Les sciences de l’âme : au cœur de la compréhension de l’être humain
Le terme « sciences de l’âme » est la traduction du concept arabe utilisé pour désigner ce que nous appelons aujourd’hui la psychologie. Une appellation qui, à elle seule, nous invite à revenir à l’essentiel.
Car oui, nous le savons : chaque être humain est doté d’une âme. Cela n’appartient ni à l’Orient ni à l’Occident — c’est la définition même de la vie. L’âme est ce qui nous anime, ce qui nous rend vivants, ce qui donne une profondeur à notre existence.
Et pourtant, dans nos manières contemporaines de comprendre la souffrance humaine, elle est souvent mise de côté.
L’âme : essence de notre identité
Notre âme participe à définir qui nous sommes, dans ce qu’il y a de plus intime et de plus profond. Elle est traversée par nos émotions, nos élans, nos peines, nos désirs, nos espoirs et nos craintes.
Alors comment pouvons-nous accompagner la souffrance humaine sans la prendre en considération ?
Comment pouvons-nous comprendre les défis, les doutes ou les blessures d’une personne sans écouter cette dimension essentielle ?
Dans une approche de psychologie musulmane, l’âme n’est pas un concept abstrait ou secondaire. Elle est centrale. Elle est même le point de départ du travail thérapeutique.
Apprendre à la connaître, à l’écouter, à la rassurer… mais aussi à lui poser des limites lorsqu’elle s’emballe ou nous égare — voilà un axe fondamental de l’accompagnement.
Une transformation dans la pratique thérapeutique
Intégrer les sciences de l’âme dans la pratique clinique transforme profondément la manière d’accompagner.
C’est ouvrir la porte à une compréhension plus fine, plus globale, mais aussi plus humaine. Une compréhension qui permet non seulement de soulager, mais aussi de réparer en profondeur.
C’est un changement de paradigme.
Un regard nouveau sur l’être humain, qui ne se limite pas à ses symptômes ou à ses comportements, mais qui embrasse l’ensemble de ce qu’il est : un être doté d’une âme, d’un cœur et d’un corps.
L’âme, le cœur et le corps : une unité indissociable
L’être humain ne peut être compris sans prendre en compte ces trois dimensions :
L’âme
L’impulsion même de la vie. C’est pour elle que l’on se bat : pour la sauver, pour l’apaiser pour la purifier. Elle cherche du sens et sa nourriture est particulière : celle de la profondeur de la foi et de la connexion au divin.
Le cœur
Souvent opposé à la raison, il est en réalité porteur d’une forme d’intelligence subtile.
Le cœur perçoit, capte, ressent ce que les mots ne disent pas toujours. Il nous envoie des signaux à travers nos ressentis profonds, nos attirances ou nos rejets.
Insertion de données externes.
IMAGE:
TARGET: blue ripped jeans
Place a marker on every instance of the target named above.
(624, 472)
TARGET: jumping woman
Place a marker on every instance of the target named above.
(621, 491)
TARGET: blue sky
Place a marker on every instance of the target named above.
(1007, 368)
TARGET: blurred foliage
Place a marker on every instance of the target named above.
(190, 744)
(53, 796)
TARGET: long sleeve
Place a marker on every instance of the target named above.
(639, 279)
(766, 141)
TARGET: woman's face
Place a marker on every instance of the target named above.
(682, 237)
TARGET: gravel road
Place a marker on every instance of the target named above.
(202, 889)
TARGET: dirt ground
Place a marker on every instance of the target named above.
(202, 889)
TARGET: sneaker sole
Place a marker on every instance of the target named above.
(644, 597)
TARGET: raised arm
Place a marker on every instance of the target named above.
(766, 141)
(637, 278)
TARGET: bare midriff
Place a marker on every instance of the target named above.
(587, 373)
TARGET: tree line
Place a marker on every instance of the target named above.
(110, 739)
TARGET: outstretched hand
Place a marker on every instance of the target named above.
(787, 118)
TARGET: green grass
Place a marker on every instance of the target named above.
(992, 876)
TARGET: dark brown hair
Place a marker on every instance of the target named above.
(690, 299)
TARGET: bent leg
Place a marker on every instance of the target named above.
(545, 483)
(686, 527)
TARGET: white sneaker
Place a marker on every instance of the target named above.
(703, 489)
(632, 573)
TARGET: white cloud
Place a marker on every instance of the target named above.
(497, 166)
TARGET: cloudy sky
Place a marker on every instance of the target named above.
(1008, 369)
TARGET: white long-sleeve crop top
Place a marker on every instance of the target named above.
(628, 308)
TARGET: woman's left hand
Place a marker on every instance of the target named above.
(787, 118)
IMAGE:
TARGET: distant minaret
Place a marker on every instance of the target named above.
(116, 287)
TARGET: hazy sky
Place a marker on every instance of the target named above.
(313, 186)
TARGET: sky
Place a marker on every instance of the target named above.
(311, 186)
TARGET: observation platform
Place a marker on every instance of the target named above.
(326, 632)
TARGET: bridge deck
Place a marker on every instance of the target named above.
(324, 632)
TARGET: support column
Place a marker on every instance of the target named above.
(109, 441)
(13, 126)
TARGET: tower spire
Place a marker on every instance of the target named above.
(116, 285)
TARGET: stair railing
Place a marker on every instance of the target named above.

Nos choix, nos comportements ont un impact direct sur lui.
Alors, lorsque l’on oppose « le cœur ou la raison », peut-être faudrait-il repenser cette idée :
et si le cœur faisait partie de la raison ?
Le cerveau
Organe complexe et fascinant, il joue un rôle essentiel dans nos apprentissages et nos comportements.
Le cerveau enregistre, mémorise et reproduit des schémas, notamment lorsqu’ils sont associés à une forme de confort — même si ce confort est parfois délétère.
C’est ainsi que certaines habitudes ou addictions se maintiennent : elles activent des circuits de récompense (notamment via la dopamine), créant une illusion de sécurité ou de bien-être.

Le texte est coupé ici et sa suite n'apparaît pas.